There are quite a few rules for small business marketers that may seem ironclad. These gospel truths are often the basis for major organizational strategies, whether on the internet or offline. However, it is said that there is an exception that proves every rule, so bear in mind that it is often the case that nothing is ever 100 percent certain.
Any rule can be broken and there are times when it is beneficial to break away from the norm. After all – no two businesses are exactly the same. If a company's gut feeling is that a hard and fast rule is limiting it from reaching its true commercial potential, the odds are good that the stricture should be set aside. Here are some guidelines that, while important for some companies, might be best cast away for other organizations.
Follow marketing research
Market research is not always easy to come by for small businesses, since they likely don't have the same massive budgets that large corporations do to survey large swaths of the population. However, there are some tools that can be used by enterprising company owners and managers, such as research reports that other companies compile and even social media feedback collection.
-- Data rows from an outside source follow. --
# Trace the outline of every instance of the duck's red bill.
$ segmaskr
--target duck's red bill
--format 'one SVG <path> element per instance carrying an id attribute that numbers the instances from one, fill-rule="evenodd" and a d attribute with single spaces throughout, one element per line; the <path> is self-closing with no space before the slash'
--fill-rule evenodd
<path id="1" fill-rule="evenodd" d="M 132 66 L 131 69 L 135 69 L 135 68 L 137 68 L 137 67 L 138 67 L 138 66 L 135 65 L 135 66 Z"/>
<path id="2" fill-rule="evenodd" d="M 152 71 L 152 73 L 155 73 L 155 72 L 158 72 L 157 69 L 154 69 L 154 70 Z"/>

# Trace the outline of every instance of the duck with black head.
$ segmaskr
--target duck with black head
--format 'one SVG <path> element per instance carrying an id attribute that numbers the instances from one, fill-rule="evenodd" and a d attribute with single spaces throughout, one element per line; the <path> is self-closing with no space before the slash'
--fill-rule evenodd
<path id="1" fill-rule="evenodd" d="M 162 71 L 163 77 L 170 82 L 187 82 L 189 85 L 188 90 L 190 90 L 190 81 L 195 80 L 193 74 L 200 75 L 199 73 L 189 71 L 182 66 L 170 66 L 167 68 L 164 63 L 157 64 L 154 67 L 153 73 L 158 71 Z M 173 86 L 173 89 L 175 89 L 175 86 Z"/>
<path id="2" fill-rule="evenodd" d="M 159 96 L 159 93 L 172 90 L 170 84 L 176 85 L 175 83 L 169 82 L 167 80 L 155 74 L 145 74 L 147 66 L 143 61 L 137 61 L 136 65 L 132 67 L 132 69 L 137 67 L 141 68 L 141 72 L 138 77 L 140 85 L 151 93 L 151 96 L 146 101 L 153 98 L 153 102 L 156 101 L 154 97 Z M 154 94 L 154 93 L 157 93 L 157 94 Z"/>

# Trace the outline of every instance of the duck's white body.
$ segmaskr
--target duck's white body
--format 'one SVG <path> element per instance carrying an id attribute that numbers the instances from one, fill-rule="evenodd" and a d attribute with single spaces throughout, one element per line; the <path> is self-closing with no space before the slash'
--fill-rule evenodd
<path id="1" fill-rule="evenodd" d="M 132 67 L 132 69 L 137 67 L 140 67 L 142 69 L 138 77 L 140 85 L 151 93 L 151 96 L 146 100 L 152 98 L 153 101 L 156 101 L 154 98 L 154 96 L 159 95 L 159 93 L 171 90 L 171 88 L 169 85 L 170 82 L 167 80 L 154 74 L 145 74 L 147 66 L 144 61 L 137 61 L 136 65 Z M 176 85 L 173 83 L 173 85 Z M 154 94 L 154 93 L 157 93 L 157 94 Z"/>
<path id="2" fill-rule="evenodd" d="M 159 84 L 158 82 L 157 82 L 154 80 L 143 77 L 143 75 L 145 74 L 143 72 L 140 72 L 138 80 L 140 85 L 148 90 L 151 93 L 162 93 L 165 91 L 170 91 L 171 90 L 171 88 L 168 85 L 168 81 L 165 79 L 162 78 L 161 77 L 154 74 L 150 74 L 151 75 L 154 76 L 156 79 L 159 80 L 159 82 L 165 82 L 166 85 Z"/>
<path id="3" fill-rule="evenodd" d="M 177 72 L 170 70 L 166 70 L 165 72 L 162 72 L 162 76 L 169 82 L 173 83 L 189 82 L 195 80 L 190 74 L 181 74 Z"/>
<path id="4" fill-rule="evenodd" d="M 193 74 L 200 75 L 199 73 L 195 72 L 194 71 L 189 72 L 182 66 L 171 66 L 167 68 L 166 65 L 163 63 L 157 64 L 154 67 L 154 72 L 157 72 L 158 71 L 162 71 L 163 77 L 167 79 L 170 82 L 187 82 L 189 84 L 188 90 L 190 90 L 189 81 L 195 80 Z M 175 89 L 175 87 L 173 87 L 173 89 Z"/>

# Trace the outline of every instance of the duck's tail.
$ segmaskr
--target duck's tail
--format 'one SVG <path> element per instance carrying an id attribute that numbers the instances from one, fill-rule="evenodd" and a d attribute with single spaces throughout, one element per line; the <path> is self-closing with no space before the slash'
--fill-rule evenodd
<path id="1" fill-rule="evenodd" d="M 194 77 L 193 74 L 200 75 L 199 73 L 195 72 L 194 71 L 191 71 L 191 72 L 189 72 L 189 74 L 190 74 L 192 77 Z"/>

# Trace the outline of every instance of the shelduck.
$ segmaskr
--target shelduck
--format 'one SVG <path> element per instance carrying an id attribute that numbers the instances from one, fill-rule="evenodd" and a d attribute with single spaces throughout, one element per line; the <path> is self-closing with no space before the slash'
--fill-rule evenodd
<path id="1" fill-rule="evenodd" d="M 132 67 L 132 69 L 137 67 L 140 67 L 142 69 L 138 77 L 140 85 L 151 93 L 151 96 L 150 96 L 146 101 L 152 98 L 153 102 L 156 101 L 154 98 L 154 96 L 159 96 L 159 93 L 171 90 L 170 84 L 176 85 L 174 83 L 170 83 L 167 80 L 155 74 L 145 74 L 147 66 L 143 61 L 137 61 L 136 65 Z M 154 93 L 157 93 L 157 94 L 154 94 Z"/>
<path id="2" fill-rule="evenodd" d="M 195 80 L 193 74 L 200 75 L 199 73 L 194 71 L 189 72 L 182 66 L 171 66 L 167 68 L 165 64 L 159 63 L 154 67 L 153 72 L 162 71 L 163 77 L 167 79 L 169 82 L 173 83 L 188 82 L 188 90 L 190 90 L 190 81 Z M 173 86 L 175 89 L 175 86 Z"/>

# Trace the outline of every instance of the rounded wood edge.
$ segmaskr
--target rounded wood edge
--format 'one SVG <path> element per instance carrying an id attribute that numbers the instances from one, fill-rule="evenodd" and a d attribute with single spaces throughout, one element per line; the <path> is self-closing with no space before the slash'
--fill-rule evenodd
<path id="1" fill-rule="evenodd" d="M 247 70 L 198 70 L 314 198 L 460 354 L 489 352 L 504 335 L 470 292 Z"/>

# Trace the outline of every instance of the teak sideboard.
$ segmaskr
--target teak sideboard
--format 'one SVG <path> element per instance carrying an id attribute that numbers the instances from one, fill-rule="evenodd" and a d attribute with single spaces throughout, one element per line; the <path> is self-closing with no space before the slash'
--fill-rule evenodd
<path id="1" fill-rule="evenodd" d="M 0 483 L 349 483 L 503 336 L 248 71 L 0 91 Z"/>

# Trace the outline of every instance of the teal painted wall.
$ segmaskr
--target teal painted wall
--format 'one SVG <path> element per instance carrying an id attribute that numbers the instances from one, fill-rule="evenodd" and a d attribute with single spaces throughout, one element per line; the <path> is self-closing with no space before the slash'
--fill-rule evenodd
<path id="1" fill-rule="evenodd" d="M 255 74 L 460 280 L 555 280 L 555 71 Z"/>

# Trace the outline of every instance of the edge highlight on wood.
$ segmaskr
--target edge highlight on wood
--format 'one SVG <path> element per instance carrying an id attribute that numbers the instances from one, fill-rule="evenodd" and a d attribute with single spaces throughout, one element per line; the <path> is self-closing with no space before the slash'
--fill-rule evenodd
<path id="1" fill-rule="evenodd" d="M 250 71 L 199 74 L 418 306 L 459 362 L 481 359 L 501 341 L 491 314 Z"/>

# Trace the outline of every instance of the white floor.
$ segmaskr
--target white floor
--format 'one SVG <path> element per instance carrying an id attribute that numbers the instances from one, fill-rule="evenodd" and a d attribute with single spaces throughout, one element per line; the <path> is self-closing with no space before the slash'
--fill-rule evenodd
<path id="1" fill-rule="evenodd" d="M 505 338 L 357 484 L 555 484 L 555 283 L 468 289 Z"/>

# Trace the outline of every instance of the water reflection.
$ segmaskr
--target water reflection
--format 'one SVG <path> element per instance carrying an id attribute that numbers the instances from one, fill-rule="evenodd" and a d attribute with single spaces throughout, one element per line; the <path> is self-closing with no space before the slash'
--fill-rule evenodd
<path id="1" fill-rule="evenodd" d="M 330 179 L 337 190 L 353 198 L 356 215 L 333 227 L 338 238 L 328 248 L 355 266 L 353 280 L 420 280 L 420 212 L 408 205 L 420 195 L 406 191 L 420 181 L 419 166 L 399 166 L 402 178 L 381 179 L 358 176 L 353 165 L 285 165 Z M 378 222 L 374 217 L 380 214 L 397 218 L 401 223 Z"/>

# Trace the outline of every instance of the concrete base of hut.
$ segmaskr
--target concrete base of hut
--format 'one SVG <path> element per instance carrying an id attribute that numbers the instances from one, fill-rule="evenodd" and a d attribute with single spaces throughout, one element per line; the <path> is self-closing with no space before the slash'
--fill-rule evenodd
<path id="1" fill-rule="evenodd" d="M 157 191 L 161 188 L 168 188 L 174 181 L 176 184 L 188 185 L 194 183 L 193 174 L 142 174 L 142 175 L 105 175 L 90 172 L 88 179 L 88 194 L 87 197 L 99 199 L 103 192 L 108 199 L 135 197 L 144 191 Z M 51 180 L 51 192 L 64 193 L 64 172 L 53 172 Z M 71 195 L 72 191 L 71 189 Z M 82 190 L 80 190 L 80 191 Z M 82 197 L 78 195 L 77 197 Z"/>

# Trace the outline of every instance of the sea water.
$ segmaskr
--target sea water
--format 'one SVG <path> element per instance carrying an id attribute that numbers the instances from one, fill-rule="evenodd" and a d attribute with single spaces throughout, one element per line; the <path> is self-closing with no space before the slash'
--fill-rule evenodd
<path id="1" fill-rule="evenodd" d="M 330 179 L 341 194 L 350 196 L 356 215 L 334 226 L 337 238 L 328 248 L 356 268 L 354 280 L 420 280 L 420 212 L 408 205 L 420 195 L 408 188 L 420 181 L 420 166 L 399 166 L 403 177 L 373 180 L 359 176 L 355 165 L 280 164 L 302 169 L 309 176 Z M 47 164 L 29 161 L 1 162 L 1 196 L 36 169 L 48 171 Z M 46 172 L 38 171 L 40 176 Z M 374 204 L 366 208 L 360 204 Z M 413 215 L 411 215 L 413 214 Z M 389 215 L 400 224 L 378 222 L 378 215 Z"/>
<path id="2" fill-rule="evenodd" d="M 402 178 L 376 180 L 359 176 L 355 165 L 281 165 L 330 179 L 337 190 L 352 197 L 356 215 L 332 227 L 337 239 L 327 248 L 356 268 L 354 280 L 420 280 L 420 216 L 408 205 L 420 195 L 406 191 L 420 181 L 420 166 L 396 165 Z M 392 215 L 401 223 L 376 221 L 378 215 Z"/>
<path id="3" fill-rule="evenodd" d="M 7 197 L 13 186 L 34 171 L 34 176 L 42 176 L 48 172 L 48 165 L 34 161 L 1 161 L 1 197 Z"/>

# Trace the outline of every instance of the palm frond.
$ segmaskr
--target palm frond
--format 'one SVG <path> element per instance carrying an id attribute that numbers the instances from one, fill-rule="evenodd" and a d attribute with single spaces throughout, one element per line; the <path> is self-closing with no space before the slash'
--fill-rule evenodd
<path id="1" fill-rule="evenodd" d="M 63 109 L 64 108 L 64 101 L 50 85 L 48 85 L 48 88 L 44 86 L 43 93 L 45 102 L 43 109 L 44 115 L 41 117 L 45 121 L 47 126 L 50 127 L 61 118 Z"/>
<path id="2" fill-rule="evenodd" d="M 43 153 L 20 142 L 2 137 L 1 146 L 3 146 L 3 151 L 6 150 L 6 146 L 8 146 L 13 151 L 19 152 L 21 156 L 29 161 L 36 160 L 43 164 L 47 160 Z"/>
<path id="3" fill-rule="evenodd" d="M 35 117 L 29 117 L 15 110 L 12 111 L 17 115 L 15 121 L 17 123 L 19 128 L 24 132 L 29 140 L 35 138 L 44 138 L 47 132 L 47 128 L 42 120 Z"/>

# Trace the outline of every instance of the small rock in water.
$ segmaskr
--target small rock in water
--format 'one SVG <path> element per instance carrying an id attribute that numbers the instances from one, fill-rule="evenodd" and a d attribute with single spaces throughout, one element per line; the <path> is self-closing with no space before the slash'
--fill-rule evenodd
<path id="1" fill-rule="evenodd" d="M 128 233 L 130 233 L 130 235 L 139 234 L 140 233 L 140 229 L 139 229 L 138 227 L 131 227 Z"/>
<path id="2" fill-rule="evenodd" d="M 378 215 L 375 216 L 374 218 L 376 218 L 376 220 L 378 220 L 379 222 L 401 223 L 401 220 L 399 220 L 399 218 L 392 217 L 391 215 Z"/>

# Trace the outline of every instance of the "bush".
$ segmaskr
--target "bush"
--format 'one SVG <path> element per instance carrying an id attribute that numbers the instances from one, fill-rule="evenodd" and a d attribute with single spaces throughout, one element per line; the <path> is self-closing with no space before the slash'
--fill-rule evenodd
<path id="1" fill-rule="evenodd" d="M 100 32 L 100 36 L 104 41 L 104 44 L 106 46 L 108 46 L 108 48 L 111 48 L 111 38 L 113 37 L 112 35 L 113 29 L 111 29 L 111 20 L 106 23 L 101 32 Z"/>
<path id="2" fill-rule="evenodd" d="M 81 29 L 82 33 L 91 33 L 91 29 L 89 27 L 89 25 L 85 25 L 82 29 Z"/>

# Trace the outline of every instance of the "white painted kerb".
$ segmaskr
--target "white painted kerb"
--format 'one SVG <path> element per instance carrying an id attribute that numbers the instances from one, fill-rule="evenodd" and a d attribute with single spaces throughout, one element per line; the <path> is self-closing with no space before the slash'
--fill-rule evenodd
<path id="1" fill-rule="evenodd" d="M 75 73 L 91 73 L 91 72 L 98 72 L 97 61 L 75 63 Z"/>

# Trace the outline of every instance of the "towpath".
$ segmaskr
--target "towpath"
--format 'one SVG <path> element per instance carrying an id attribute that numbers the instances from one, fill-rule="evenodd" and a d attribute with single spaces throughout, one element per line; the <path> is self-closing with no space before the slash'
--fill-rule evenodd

Unfortunately, there are some companies that may find the results of these reports disheartening. For many this should signal a change in course and a significant re-branding effort, but for others it might be apparent that the data isn't necessarily applicable to their organizations. For instance, market research often expresses the opinions of a majority of consumers. Some companies specifically avoid these customers and instead need to concentrate on minorities whose opinions aren't always available online or through professional methods.
Form a strong and clear image
Branding, as most small business marketers are told, is the key to establishing a loyal and consistent customer base. By using strong imagery, routine language and a forceful tone, companies can stand out in the minds of consumers and will benefit from the recognition and memory garnered by these efforts.
On the other hand, a lot of customer bases are necessarily difficult to lump into a consistent and uniform group. Many products that have a wide variety of uses won't be purchased by the exact same types of people, no matter how strong a brand the supplier establishes. Consequently, trying to pick one set of imagery, one tone or even a single color scheme can alienate a group of customers who simply want to make purchases. If it is clear that target consumers are a wily and independent bunch, avoid being off-putting and keep things clean and slightly ambiguous.
Reach out to customers
Social media paves the way for companies to remain in contact with consumers, offering the opportunity to keep in touch, offer discounts, spread the word about promotions or just generally spread goodwill and improve an organization's overall brand. This is one of the most important benefits of the internet and shouldn't be overlooked by companies trying to create a core customer group.
However, it is abundantly clear to some companies that customers simply don't want to be in regular contact with businesses. These people are more concerned with the ease and simplicity with which products are rendered and services performed, perceiving outreach efforts on the internet as annoyances or even invasions of privacy. Companies that get this sort of impression from their customers would do well to tone down the bonhomie and instead focus on other aspects of their organizations.